Thirty-two Las Vegas sites have been identified on the Santa Elena peninsula, scattered over an area about 25 kilometres (16 mi) east-west and 12 kilometres (7.5 mi) north-south, most along the Rio Grande and its tributaries, including the Las Vegas River. Additional similar sites of human habitation probably remain to be discovered near and along several hundred miles of Ecuadorian coast.”
>> From the looks of it, we are seeing the first settlements from the Flood survivors, anons. This is what I meant when I said that as the Flood waters recedes new settlements are founded as people migrate and move towards better locations. If we can find their pattern, we can rewind things and find their point of origin just like what I did with Mt Ararat. What I mean here is that the settlements are the oldest near the point of origin and from there they expand at first in a circular way but then they scatter. If we can rewind things, we will know where the oldest point is, the location where the survivors came from.
“Description
Evidence of a human presence of the Santa Elena peninsula has been radiocarbon dated back to 8800 BCE, but with the onset of the Las Vegas period about 8000 BC, the evidence becomes much more extensive. Archaeologists have divided the Las Vegas culture into two periods: early Las Vegas from 8000 to 6000 BCE, and late Las Vegas from 6000 BCE to 4600 BCE. The dividing line between the two periods is a lacuna in the archaeological record at one representative site. The Las Vegas culture was pre-ceramic, meaning that the people did not utilize pottery.
During Early Las Vegas the "basic unit of social production, distribution, and consumption was the small, relatively self-sufficient family, flexibly organized for carrying out a wide variety of subsistence tasks using a few generalized tools and facilities." Houses were small and it appears that family units moved from one site to another to take advantage of seasonal food sources. Houses were very small and flimsy. The people gathered wild foods and hunted and fished in the variety of habitats in the region: the desert, dry tropical forest, and the Pacific coast. Deer, fox, rabbit, small rodents, weasel, anteater, squirrel, peccary, opossum, frog, boa constrictor, indigo snake, parrot and lizard were exploited for food. Intertidal species and crab were also harvested in small quantities. The Las Vegans were broad-spectrum hunters and were able to hunt these many different species and not rely on any one source of food.”
>> This gives us a very good picture of how the Flood survivors lived after coming out of the Ark.
“Later Las Vegas continued to rely on hunting and gathering, but with a greater dependence on fish and shellfish from the ocean.[7] The harvesting of offshore fish species suggests that the Later Las Vegas people may have had boats.[8] They made a variety of tools from stone and bone points and a spatula have been discovered that may have been used for making nets or textiles. They utilized shell, wood, bamboo, reeds, and bark to make tools and containers.[9] Burial customs underwent a major change in the Later Las Vegas.

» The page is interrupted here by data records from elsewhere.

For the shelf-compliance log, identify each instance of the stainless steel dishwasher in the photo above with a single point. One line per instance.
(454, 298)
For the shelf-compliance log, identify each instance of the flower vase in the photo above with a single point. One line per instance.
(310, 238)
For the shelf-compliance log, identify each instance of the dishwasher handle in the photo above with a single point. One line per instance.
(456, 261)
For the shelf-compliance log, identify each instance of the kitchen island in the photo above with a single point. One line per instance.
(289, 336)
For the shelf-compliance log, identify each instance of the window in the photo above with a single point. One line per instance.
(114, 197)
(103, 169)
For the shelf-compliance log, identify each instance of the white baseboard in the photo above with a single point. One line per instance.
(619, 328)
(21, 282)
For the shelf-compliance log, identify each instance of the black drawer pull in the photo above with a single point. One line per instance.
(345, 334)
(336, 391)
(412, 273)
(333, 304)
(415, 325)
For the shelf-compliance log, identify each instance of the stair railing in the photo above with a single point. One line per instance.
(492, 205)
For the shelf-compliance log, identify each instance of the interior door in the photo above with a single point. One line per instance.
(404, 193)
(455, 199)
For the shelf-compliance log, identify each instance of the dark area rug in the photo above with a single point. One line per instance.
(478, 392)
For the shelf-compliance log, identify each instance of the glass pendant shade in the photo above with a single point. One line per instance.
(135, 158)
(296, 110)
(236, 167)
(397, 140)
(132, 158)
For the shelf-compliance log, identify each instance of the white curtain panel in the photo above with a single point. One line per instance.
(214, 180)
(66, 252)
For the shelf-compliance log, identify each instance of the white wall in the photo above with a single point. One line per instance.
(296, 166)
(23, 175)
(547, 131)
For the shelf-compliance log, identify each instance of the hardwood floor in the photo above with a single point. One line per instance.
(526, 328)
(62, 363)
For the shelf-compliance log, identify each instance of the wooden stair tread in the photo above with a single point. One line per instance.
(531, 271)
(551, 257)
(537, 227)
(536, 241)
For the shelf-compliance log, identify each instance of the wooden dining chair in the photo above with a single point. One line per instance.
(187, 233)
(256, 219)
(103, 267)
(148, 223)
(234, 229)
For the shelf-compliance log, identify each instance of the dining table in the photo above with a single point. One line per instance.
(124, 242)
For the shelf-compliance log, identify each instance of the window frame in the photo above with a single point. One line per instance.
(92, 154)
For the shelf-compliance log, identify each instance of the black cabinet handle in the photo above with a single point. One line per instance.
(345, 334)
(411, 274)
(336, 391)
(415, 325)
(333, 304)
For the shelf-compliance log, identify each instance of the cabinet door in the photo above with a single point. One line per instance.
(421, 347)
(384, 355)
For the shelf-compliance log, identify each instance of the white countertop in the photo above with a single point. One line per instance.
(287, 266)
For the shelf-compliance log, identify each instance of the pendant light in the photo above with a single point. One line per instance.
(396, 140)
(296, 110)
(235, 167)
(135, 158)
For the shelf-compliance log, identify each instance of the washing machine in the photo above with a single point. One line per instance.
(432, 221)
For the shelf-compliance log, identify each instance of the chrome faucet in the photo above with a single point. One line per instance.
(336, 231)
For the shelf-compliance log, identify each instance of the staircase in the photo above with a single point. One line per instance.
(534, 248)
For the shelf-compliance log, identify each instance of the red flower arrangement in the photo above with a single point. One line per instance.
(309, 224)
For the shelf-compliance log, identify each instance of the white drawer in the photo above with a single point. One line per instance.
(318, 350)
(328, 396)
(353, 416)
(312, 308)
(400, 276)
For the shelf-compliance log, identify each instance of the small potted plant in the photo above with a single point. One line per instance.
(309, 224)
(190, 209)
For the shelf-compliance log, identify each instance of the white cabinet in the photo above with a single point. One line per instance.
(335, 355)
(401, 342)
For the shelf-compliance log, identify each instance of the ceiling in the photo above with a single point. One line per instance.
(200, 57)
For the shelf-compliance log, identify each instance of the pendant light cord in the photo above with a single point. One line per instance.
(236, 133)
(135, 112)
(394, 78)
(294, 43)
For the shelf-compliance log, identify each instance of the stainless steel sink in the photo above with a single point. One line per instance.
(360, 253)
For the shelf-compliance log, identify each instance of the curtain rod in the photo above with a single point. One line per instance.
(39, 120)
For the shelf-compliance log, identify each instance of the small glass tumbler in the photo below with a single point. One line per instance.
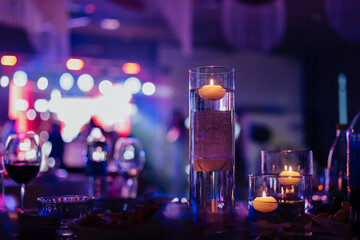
(67, 208)
(278, 203)
(212, 142)
(130, 159)
(290, 163)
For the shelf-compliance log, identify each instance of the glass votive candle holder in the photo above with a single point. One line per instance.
(275, 203)
(290, 164)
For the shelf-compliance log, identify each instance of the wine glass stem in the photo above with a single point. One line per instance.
(22, 193)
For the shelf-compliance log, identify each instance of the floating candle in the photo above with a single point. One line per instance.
(265, 204)
(289, 177)
(212, 92)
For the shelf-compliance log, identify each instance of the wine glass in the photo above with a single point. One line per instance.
(130, 159)
(22, 160)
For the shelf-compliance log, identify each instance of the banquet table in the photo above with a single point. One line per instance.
(13, 226)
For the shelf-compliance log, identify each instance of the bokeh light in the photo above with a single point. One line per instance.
(41, 105)
(8, 60)
(66, 81)
(133, 85)
(45, 116)
(20, 78)
(42, 83)
(85, 82)
(31, 114)
(109, 24)
(21, 104)
(131, 68)
(75, 64)
(148, 88)
(4, 81)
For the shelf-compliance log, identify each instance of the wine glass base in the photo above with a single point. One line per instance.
(65, 232)
(20, 211)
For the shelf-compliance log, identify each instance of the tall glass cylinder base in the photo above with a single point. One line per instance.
(212, 143)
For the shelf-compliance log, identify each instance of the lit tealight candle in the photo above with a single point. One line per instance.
(212, 92)
(289, 177)
(265, 204)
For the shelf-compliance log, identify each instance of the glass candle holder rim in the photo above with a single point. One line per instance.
(273, 176)
(23, 135)
(286, 151)
(66, 199)
(225, 70)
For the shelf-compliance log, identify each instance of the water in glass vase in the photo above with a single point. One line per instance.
(212, 152)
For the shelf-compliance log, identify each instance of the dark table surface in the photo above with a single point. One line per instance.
(13, 226)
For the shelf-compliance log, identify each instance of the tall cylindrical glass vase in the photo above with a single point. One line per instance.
(212, 141)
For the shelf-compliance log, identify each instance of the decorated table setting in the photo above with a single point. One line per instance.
(280, 200)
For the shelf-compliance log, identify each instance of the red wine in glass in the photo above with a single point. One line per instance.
(22, 173)
(22, 160)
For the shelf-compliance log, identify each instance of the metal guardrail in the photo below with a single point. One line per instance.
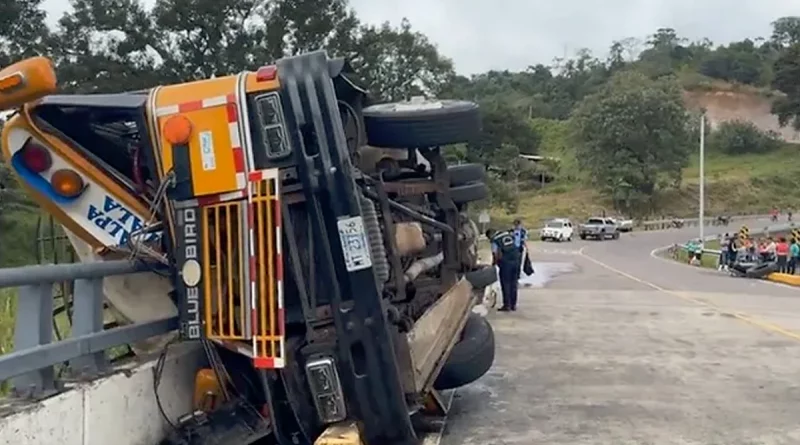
(768, 229)
(31, 366)
(669, 223)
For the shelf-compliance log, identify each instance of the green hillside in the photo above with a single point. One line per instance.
(750, 183)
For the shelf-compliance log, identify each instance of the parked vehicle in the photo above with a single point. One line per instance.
(598, 228)
(223, 185)
(559, 229)
(623, 224)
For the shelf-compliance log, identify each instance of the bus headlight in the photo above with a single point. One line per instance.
(326, 389)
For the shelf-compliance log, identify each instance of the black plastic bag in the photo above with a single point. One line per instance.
(527, 267)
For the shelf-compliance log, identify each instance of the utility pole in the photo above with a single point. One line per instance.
(702, 177)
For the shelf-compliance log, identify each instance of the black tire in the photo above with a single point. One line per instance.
(469, 193)
(761, 270)
(471, 358)
(482, 278)
(389, 127)
(466, 173)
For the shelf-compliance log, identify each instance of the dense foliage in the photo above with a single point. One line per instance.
(633, 136)
(615, 122)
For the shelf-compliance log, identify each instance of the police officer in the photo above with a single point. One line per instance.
(520, 238)
(520, 235)
(507, 255)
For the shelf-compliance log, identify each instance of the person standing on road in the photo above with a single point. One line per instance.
(734, 250)
(520, 240)
(520, 235)
(507, 256)
(724, 243)
(794, 256)
(782, 255)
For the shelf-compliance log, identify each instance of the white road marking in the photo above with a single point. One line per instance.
(739, 315)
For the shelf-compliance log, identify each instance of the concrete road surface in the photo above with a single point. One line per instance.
(631, 349)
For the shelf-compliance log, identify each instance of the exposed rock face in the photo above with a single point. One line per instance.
(722, 106)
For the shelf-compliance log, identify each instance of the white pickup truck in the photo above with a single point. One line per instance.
(623, 224)
(598, 228)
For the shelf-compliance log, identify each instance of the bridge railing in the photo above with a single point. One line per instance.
(669, 223)
(775, 228)
(31, 366)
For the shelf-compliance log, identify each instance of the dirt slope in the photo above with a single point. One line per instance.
(722, 105)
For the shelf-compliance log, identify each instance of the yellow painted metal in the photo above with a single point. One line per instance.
(343, 433)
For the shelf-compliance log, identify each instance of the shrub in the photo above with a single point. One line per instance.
(738, 137)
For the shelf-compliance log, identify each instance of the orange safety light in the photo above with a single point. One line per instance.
(67, 183)
(178, 129)
(11, 82)
(266, 73)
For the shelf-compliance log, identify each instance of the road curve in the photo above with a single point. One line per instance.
(762, 302)
(629, 349)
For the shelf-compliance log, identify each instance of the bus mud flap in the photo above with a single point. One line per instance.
(436, 332)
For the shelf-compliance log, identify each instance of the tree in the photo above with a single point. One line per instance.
(503, 126)
(199, 39)
(786, 31)
(633, 138)
(398, 63)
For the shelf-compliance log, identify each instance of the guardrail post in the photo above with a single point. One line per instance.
(88, 319)
(34, 327)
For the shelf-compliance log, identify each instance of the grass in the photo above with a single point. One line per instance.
(750, 183)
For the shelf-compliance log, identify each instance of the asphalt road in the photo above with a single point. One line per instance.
(632, 349)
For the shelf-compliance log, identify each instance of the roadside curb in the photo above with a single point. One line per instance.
(783, 278)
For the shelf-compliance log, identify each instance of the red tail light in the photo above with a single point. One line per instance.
(35, 157)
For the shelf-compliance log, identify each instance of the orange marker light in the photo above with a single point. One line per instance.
(266, 73)
(11, 82)
(178, 129)
(67, 183)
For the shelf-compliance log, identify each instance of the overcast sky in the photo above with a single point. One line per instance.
(512, 34)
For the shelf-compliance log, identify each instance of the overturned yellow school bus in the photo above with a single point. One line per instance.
(325, 291)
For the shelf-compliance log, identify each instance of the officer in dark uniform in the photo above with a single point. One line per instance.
(507, 256)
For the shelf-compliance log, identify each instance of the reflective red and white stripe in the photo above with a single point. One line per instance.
(229, 101)
(202, 201)
(278, 360)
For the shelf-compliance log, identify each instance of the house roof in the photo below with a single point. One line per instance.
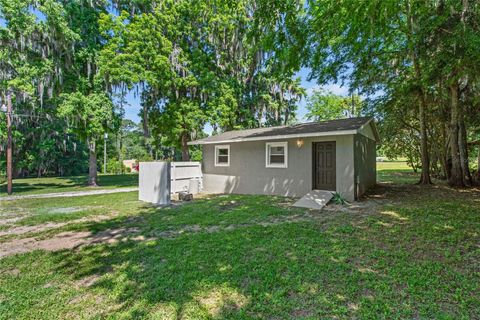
(310, 129)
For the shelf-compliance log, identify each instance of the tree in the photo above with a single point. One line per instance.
(199, 62)
(324, 105)
(91, 115)
(421, 49)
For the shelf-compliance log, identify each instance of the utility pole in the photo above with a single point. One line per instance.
(9, 142)
(105, 137)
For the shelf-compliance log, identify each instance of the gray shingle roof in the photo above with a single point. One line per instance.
(303, 129)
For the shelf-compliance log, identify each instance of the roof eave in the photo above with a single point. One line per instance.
(278, 137)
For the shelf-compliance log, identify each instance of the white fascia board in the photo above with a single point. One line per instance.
(279, 137)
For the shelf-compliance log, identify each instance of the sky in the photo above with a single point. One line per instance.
(133, 101)
(133, 107)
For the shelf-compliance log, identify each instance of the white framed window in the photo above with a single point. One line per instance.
(276, 154)
(222, 156)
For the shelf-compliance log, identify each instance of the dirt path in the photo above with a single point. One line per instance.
(68, 194)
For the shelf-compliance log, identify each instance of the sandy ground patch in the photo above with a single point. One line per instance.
(65, 240)
(47, 226)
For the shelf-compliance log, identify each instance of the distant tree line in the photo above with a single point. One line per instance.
(67, 66)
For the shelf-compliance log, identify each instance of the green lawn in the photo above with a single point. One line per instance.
(67, 184)
(404, 252)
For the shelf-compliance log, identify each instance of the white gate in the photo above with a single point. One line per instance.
(182, 173)
(160, 179)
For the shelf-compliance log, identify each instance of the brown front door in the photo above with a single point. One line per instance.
(324, 168)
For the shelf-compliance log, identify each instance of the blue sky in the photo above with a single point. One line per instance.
(133, 102)
(133, 107)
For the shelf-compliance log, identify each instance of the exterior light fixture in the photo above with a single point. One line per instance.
(300, 143)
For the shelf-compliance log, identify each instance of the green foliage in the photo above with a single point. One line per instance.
(324, 105)
(91, 114)
(114, 166)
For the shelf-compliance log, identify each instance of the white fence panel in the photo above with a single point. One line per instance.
(182, 172)
(154, 186)
(158, 180)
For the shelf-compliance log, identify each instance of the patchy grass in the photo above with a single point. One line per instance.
(67, 184)
(405, 252)
(396, 172)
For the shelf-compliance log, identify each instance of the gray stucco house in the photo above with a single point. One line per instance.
(336, 155)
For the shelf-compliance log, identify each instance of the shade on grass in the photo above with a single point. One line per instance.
(413, 255)
(68, 184)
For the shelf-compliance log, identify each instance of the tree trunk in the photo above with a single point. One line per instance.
(146, 132)
(478, 165)
(92, 163)
(425, 177)
(185, 151)
(462, 146)
(422, 109)
(456, 175)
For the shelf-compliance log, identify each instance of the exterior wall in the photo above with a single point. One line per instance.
(365, 164)
(247, 173)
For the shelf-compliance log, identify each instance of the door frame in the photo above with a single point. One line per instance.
(314, 162)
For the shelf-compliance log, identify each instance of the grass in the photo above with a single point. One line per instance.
(408, 252)
(68, 184)
(396, 172)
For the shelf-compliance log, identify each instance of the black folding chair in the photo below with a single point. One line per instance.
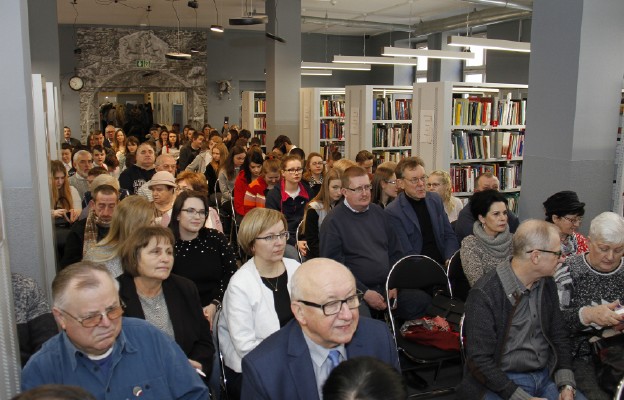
(457, 278)
(419, 272)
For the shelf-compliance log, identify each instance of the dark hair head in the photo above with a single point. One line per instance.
(131, 249)
(364, 378)
(480, 202)
(562, 204)
(174, 225)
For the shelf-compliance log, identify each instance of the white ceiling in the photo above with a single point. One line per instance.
(134, 13)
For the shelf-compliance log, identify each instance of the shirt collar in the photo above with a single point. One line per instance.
(319, 353)
(354, 210)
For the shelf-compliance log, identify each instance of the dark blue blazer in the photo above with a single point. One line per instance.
(405, 222)
(281, 366)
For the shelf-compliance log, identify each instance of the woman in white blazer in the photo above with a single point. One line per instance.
(257, 300)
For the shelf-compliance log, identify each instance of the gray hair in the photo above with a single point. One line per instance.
(532, 234)
(79, 275)
(79, 153)
(607, 227)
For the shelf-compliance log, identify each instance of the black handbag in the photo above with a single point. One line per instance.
(609, 360)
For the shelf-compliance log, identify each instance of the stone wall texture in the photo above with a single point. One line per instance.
(109, 62)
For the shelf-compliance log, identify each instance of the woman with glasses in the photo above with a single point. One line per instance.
(202, 255)
(490, 243)
(257, 300)
(440, 183)
(317, 210)
(590, 288)
(314, 173)
(566, 211)
(169, 302)
(290, 197)
(384, 184)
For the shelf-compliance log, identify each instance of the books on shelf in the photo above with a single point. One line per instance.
(332, 129)
(259, 105)
(332, 108)
(493, 111)
(468, 145)
(397, 135)
(463, 176)
(387, 108)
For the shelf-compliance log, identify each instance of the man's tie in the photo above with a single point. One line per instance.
(334, 358)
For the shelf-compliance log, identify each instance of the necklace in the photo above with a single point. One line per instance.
(271, 285)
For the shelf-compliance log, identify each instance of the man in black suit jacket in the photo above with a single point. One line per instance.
(295, 361)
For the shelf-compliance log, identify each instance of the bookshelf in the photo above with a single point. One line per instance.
(322, 116)
(254, 114)
(379, 119)
(471, 128)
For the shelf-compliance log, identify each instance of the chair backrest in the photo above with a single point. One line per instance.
(297, 240)
(416, 272)
(619, 393)
(457, 278)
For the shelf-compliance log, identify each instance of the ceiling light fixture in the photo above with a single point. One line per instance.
(405, 52)
(177, 55)
(350, 67)
(490, 44)
(216, 27)
(374, 60)
(317, 72)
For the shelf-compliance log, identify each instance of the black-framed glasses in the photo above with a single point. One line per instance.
(361, 189)
(94, 320)
(334, 307)
(193, 212)
(556, 253)
(273, 238)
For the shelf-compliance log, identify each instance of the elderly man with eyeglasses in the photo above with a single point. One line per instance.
(359, 235)
(109, 356)
(295, 362)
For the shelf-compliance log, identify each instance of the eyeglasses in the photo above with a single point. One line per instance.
(556, 253)
(361, 189)
(415, 180)
(334, 307)
(574, 221)
(193, 212)
(274, 238)
(94, 320)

Burials took place only at the two major sites (Site 80 and 66/67) of the culture with the remains of people who died elsewhere transported to those sites for burial or reburial. The burial customs suggest that the two main sites had become base camps and ceremonial centers. Other sites may have been occupied only seasonally as families and bands moved from place to place to hunt, fish, or collect wild plants for food.”